Gli animali, scrive Ginzburg: “Tra animali e anime, animali e morti, animali e aldilà, esiste una connessione profonda”. Gli animali sono psicopompi.
E tra gli animali: il rospo. Ricordate la molecola psichedelica più potente di tutte? La Dmt. Si ricava da varie piante. Bene, ve n’è un equivalente di derivazione animale, la 5-meo-Dmt, ancora più potente che si estrae dalla parotide di un rospo del deserto del Sonora: il Bufo Alvarius. C’è questo nesso semantico tra sciamanesimo (o stregoneria), estasi, zoppaggine, e rospo. In Francia bot è sia storpio che rospo. In Francia l’amanita muscaria si chiama fungo rospo. In Italia in Polonia in Germania in Ucraina il rospo è chiamato fata, strega, mago. L’italiano rospo probabilmente deriva dal latino haruspex, l’aruspice l’indovino etrusco.

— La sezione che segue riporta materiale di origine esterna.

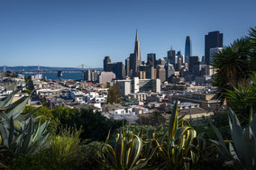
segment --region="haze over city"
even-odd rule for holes
[[[205,35],[224,33],[224,46],[245,36],[255,1],[0,1],[1,66],[103,67],[105,56],[124,61],[138,29],[142,59],[170,47],[202,57]],[[241,9],[246,8],[242,13]]]

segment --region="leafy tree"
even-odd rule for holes
[[[224,101],[227,91],[241,86],[243,90],[256,66],[256,31],[251,29],[249,37],[234,40],[215,55],[213,67],[216,69],[213,85],[218,87],[218,95]],[[229,100],[228,104],[233,107]]]
[[[119,103],[122,101],[121,91],[118,85],[114,85],[109,87],[107,94],[108,103]]]

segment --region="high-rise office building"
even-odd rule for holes
[[[175,75],[175,69],[172,64],[167,63],[165,65],[165,69],[166,69],[166,80],[168,82],[171,82],[172,76]]]
[[[116,62],[114,64],[112,72],[115,74],[117,79],[123,78],[123,62]]]
[[[199,62],[199,56],[190,56],[188,70],[193,73],[194,72],[194,65]]]
[[[148,65],[152,65],[154,67],[156,67],[156,54],[150,53],[147,55],[148,57]]]
[[[111,59],[109,58],[109,56],[106,56],[105,57],[104,60],[103,60],[103,68],[104,68],[104,71],[109,71],[108,69],[108,63],[111,63]]]
[[[223,48],[211,48],[209,53],[210,64],[213,63],[216,54],[220,53],[223,50]]]
[[[125,76],[130,76],[130,58],[129,58],[125,59],[124,72],[125,72],[124,74]]]
[[[172,50],[172,48],[170,50],[167,51],[167,58],[169,64],[176,64],[176,51]]]
[[[186,37],[186,42],[185,42],[185,58],[187,58],[187,63],[189,63],[189,58],[192,56],[192,42],[191,42],[191,37],[187,36]]]
[[[113,72],[115,74],[117,79],[123,79],[123,62],[112,63],[110,58],[105,57],[104,59],[104,71]]]
[[[223,33],[211,31],[205,36],[205,59],[206,65],[210,65],[210,49],[223,47]]]
[[[157,78],[160,79],[160,82],[166,81],[166,70],[164,66],[157,66]]]
[[[136,30],[135,46],[133,55],[130,55],[130,67],[133,70],[133,76],[136,76],[138,66],[142,65],[140,40],[138,36],[138,30]]]

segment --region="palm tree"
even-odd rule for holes
[[[224,94],[226,89],[232,90],[233,87],[238,87],[238,85],[246,85],[251,73],[251,40],[242,38],[215,55],[212,65],[217,72],[214,76],[213,85],[218,87],[222,100],[225,98]]]
[[[251,40],[251,69],[256,72],[256,27],[250,29],[249,35],[249,39]]]

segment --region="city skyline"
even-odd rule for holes
[[[254,26],[256,14],[254,5],[248,5],[253,1],[219,1],[223,5],[216,1],[212,6],[203,1],[139,1],[133,6],[134,2],[1,1],[1,65],[102,67],[105,56],[124,62],[133,50],[136,29],[142,60],[149,53],[157,58],[167,57],[171,46],[185,54],[186,36],[191,37],[193,55],[202,57],[205,35],[219,31],[224,46],[229,45]],[[248,10],[242,14],[235,13],[244,6]],[[189,15],[188,7],[193,8]]]

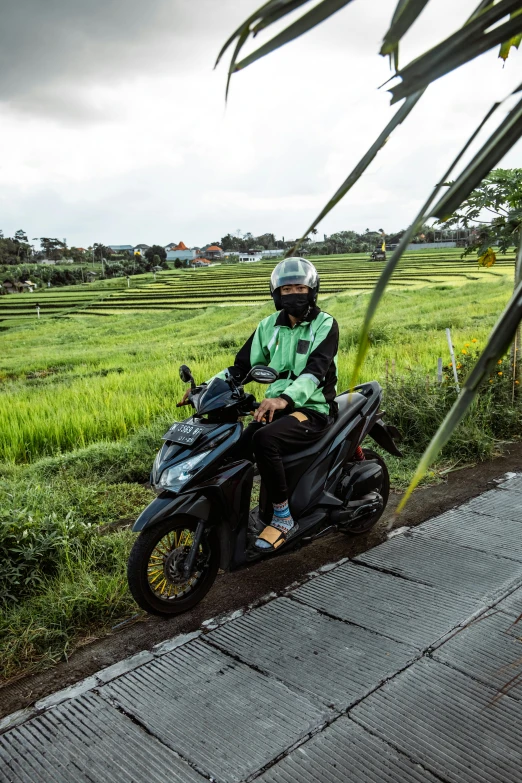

Alla fine della lectio di Carlo Ginzburg faceva freddo, un vento freddo eppure lo avevano scritto chiaro gli organizzatori dello Sponz di portarsi giubbini e coperte che lì, in quella landa, quando viene buio, ti prendi la bronchite. Alcuni, nonostante il freddo o per colpa del freddo, vai a capire, hanno iniziato a fare una serie di domande che non rendevano certo giustizia a questo storico venuto a rendere omaggio a un musicante visionario, una ha perfino paragonato i no vax negazionisti e complottisti ai complottisti del Trecento, quelli convinti che ebrei e lebbrosi fossero diversi, questa ricerca di un capro espiatorio, mi dicevo, ma com’è che questa donna non ha capito che oggi sono i no vax il capro espiatorio, sono loro i nuovi lebbrosi, non si rende conto? ecco, questa domanda mi ha smontato, poi mi ha dissuaso un’altra risposta di Carlo Ginzburg, dove dice: io non sono un empatico, io abolirei la parola empatia (sono d’accordo, metterei una multa a chi abusa del termine) io sono per la filologia. Lì ho capito tutto. Ginzburg non ha voluto provare, immedesimarsi, sapere cosa vive un benandante quando lascia catalettico il corpo fisico e col corpo astrale (in spirito, dice Ginzburg) va a fare la sua battaglia per il raccolto. Lui ha soltanto cercato le prove.